Les habitants de ces lieux oubliés espèrent aussi qu’un programme spécial d’aide à l’habitat rural leur soit accordé. “Nos maisons sont pratiquement inhabitables et anéanties. Si vraiment, on donne de l’importance au repeuplement de tous ces villages de zones d’ombre, il est important d’accorder une enveloppe financière équivalente à celle destinée à l’habitat rural pour aider toutes les personnes qui souhaitent s’y installer de nouveau. Vous verrez une zone lumineuse au lieu de zone d’ombre”, ironise notre interlocuteur.
En dépit du manque de commodités dans ces hameaux, les champs cultivés et entretenus pour lesquels les fellahs de cette contrée dévastée accordent tant d’importance et d’amour prédisent des lendemains meilleurs pour peu que les moyens suivent.
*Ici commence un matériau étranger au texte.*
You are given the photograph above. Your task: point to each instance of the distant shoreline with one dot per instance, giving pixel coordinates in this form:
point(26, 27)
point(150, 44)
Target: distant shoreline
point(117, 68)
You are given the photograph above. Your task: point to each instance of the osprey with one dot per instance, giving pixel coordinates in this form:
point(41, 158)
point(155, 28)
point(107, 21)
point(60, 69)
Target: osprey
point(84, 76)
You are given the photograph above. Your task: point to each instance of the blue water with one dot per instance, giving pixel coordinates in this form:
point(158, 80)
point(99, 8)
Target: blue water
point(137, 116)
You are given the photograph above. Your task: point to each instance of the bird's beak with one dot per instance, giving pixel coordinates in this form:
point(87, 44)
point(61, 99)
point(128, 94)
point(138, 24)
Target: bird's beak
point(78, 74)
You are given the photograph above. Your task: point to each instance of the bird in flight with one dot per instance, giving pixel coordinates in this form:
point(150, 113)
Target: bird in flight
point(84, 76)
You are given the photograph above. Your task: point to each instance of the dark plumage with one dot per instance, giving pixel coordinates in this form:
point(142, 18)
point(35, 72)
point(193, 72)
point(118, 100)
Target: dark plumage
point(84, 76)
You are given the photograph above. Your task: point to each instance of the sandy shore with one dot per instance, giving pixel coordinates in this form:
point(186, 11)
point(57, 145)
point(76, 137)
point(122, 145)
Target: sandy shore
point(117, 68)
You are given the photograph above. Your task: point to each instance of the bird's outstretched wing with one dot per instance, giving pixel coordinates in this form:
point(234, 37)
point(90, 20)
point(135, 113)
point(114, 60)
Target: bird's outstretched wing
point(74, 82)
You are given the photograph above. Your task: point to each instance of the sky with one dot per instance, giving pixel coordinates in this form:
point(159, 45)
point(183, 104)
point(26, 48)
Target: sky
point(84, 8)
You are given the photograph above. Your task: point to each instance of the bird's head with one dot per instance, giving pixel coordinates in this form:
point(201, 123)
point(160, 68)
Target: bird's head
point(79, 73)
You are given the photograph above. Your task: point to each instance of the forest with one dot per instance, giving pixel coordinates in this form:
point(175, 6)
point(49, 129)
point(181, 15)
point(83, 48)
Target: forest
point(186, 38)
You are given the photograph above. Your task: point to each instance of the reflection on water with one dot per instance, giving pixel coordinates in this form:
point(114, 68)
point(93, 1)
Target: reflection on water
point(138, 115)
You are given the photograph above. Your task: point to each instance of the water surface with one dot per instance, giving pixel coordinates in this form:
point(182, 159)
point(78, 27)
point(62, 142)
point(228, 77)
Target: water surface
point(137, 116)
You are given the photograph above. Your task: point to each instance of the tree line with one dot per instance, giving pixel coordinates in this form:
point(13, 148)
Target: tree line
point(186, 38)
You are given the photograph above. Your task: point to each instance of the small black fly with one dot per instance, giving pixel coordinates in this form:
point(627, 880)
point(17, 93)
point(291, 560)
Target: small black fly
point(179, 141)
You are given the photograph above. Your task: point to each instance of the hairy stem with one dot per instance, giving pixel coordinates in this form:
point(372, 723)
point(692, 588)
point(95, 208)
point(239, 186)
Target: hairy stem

“Chaque jour, des lopins de terre sont défrichés et travaillés. C’est de bon augure pour le retour des personnes ayant fui Tazrout N’sidi Aïssa, Aïn Laghdir, Kachda et Sidi Sellam depuis déjà un quart de siècle”, espère Aâmi Boualem. Les autorités vont-elles exaucer leurs vœux ? Dans tous les cas, ces populations paysannes, qui avaient résisté jusqu’au jour où il ne leur était plus possible d’y vivre, veulent ressusciter leurs hameaux fantômes, mais qui ne manquent pas de beauté.